Harsh Vardhan Shringla
NEW DELHI :
India must take advantage of the opportunities offered by health security and related supply chains receiving top billing among governments worldwide in the backdrop of the covid-19 pandemic, foreign secretary Harsh Vardhan Shringla said on Tuesday.
This was in line with Prime Minister Narendra Modi’s plans of an Atmanirbhar Bharat or a self-reliant India with the foreign ministry “actively engaged in promoting India as an alternative manufacturing and innovation destination”, Shringla said at the Institute of Chartered Accountants of India (ICAI). His comments come amid many countries aiming to move production facilities out of China following the pandemic, which was first seen in Wuhan, in the Hubei province of China in December.
The covid-19 pandemic could accelerate the process that began last year with the rise of trade frictions between the US and China. Rising production costs in China had already led some companies to look at factories elsewhere. In April, the US had called for a so-called “Economic Prosperity Network” of like-minded allies for critical products.
“A preliminary assessment by our missions indicates that in the short-term, we can expand our presence in the global value chains in sectors where we have been traditionally strong. We can leverage existing capabilities in sectors such as textiles and apparels, gems and jewellery, and chemicals by scaling up production to cater to a wider demand both locally and globally,” Shringla said, laying out a roadmap for Indian industry to plug itself into global supply chains.
“In the medium and long term, we need to move up the value chain in sectors such as electronics, pharmaceuticals, engineering and design outsourcing, where we are present but have the potential to do more,” he said.
“Eventually, we need to target high value added activities while continuing to build our lead position in basic manufacturing.
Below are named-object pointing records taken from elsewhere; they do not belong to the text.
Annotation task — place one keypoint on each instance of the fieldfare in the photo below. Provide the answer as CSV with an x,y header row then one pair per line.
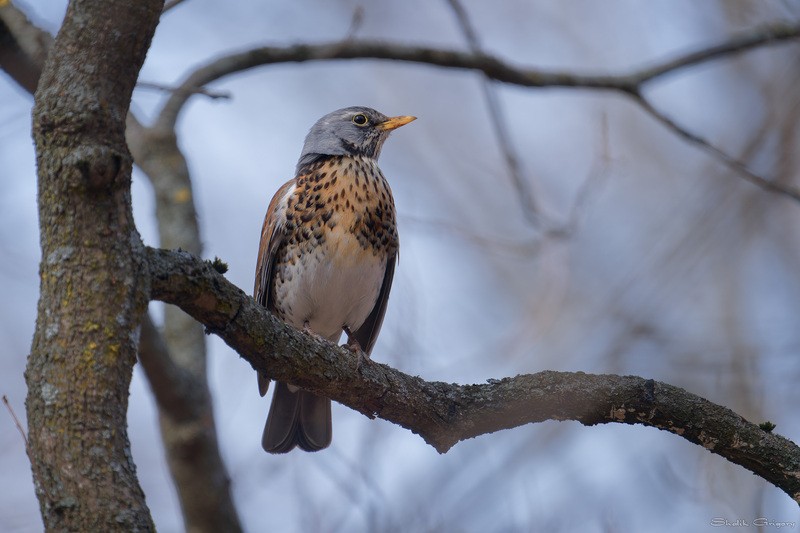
x,y
326,258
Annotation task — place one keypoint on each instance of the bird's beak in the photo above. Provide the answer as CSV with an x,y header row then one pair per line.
x,y
395,122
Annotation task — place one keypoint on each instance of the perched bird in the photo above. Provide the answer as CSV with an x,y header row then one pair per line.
x,y
326,258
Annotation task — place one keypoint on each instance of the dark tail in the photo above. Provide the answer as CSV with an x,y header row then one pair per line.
x,y
298,418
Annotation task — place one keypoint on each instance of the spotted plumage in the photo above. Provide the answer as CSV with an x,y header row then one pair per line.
x,y
327,255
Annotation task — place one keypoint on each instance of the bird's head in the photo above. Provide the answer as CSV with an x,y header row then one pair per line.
x,y
353,131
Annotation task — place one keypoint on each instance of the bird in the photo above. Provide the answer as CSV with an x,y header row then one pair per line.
x,y
326,258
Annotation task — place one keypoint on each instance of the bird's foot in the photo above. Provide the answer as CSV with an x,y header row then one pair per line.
x,y
354,346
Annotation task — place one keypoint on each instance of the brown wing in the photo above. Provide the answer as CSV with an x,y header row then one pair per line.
x,y
272,236
367,334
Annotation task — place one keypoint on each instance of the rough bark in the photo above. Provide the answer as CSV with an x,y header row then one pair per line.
x,y
93,292
444,414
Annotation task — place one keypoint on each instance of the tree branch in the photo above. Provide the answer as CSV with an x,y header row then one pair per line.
x,y
496,69
93,291
444,414
177,377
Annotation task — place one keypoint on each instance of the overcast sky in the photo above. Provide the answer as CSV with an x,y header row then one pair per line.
x,y
677,269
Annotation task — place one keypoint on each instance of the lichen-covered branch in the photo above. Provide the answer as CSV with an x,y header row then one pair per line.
x,y
444,414
175,370
93,293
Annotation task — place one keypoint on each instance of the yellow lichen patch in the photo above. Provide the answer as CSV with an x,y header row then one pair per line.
x,y
618,414
182,195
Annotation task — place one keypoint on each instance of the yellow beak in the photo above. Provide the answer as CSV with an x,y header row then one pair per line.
x,y
395,122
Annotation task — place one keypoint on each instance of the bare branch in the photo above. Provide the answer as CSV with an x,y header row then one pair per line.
x,y
729,161
171,4
16,420
498,70
766,35
444,414
520,183
174,389
214,95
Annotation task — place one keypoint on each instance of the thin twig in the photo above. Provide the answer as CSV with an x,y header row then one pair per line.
x,y
189,90
521,184
498,70
729,161
170,4
16,420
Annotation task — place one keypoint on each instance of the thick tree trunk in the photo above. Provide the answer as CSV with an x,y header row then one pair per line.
x,y
93,291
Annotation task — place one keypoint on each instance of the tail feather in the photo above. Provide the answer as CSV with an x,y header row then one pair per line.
x,y
298,418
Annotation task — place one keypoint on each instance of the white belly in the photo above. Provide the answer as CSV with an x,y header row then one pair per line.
x,y
333,286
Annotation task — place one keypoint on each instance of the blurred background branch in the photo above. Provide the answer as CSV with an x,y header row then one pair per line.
x,y
444,414
175,361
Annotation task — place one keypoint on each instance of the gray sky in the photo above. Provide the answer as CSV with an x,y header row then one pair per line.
x,y
678,270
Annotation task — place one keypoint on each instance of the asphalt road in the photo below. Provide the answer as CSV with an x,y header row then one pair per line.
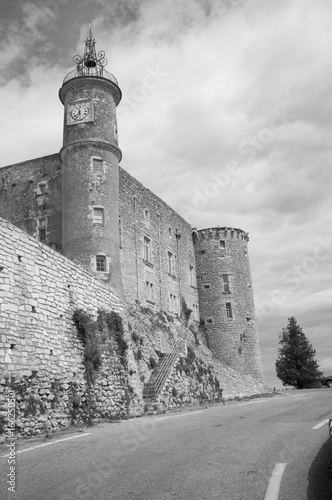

We also need to work on development of technology and intellectual property across industries,” Shringla said.
The foreign secretary underlined that “self reliance” was not about “self-centred arrangements” or “turning the country inwards”, seen as a possible comment on policies practised by China and the US. Self reliance was not about reverting to “economic isolationism” and its “essential aim is to ensure India’s position as a key participant in global supply chains”, he said.
“It is important to identify products and commodities where India has the ability or potential to expand domestic production and enhance global availability,” Shringla said.
“I think there are some concerns that self reliance could mean that India will turn inwards,” said Harsh Pant, a professor of international relations at the London-based King’s College.
“What India has said so far is that it is re-looking at the globalization framework and will integrate with countries that it is comfortable with and decouple from countries like China that it is not comfortable with,” Pant said.